A protein variant called IRAK-M is capable of protecting mice against inflammatory bowel disease (IBD) and certain forms of colon cancer, researchers have found. This outcome eventually could be a viable therapeutic strategy for preventing inflammatory bowel disease and cancer in humans, according to the lead member of the research team.

The study “Enhanced Mucosal Defense and Reduced Tumor Burden in Mice with the Compromised Negative Regulator IRAK-M” was published in the journal EBioMedicine.

High, abnormal inflammation in the gut is the underlying cause for IBD. Moreover, a significant proportion of IBD patients have increased risk for developing colitis-associated cancer, a form of colon cancer preceded by clinically detectable IBD, either Crohn’s disease (CD) or ulcerative colitis (UC).
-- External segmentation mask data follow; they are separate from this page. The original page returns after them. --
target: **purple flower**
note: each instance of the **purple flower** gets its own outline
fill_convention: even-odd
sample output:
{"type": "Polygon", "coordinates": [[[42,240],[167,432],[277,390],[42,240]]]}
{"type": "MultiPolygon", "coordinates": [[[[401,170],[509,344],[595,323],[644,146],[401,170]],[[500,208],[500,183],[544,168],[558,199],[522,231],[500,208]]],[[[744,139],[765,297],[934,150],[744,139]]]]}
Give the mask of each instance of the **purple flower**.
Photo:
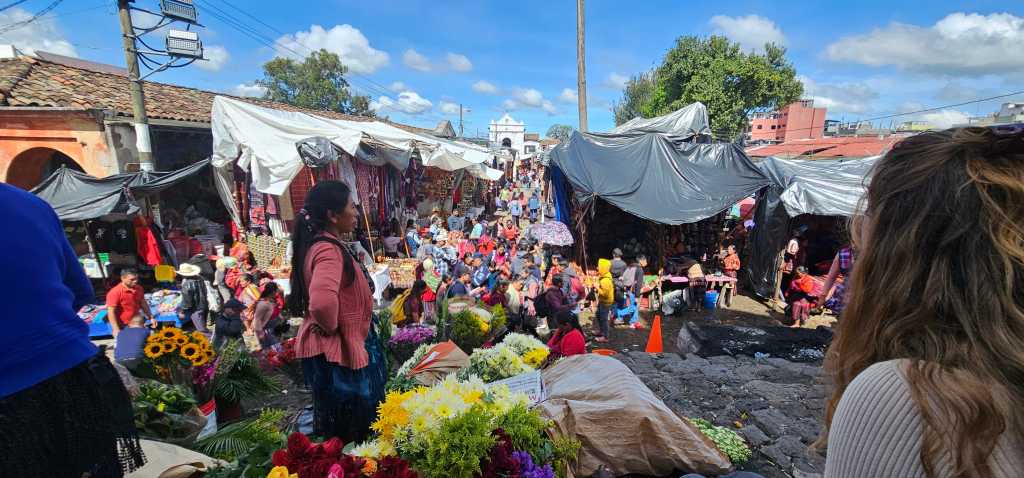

Our gut is colonized by a diverse range of bacteria populations, collectively known as the gut microbiome, increasingly recognized for its protective role. However, uncontrolled inflammation damages the protective cellular lining in the intestine, and also is associated with alterations to the bacteria pool, enhancing bacteria invasion of the mucosa.

A team of researchers at Virginia Tech University focused on a single protein, called interleukin receptor associated kinase M (IRAK-M). The team found that IRAK-M expression is significantly increased (aka “up-regulated”) in human patients with IBD and colitis-associated cancer. Moreover, the same pattern of up-regulation was detected in advanced stages of colorectal cancer.

Previous studies on protein variant IRAK-M showed conflicting results. Using knockout (meaning deleted) mice for IRAK-M (called Irak-m−/− mice) researchers showed “that these animals are highly sensitive to both inflammation and neoplasia. However, contrary to these prior observations, more recent studies have revealed that Irak-m−/− mice are actually protected from inflammation driven tumorigenesis in the colon,” authors wrote.

“Due to these conflicting reports, we sought to better elucidate the contribution of IRAK-M during IBD and colitis associated tumorigenesis,” they added.

The researchers showed that, indeed, Irak-m−/− mice were protected against the action of chemical (dextran sulfate sodium, DSS)-induced gut inflammation and azoxymethane/DSS tumor formation. Analyzing the immune system of these knockout mice, researchers found it to be “primed and highly efficient at eliminating components of the microbiome translocating from the gastrointestinal lumen following damage to the epithelial barrier,” the researchers wrote. This was related to the existence in these mice of a slightly different IRAK protein that protected them against both UC and colitis-associated cancer.

“When we tested mice with the altered IRAK-M protein, they had less inflammation overall and remarkably less cancer,” said Coy Allen, PhD, in a press release. Allen is an assistant professor of inflammatory disease in the Department of Biomedical Sciences and Pathobiology in the Virginia-Maryland College of Veterinary Medicine and a Fralin Life Science Institute affiliate.

These findings carry great promise for therapeutics, “Ultimately, if we can design therapeutics to target IRAK-M, we think it could be a viable strategy for preventing inflammatory bowel disease and cancer,” Allen concluded.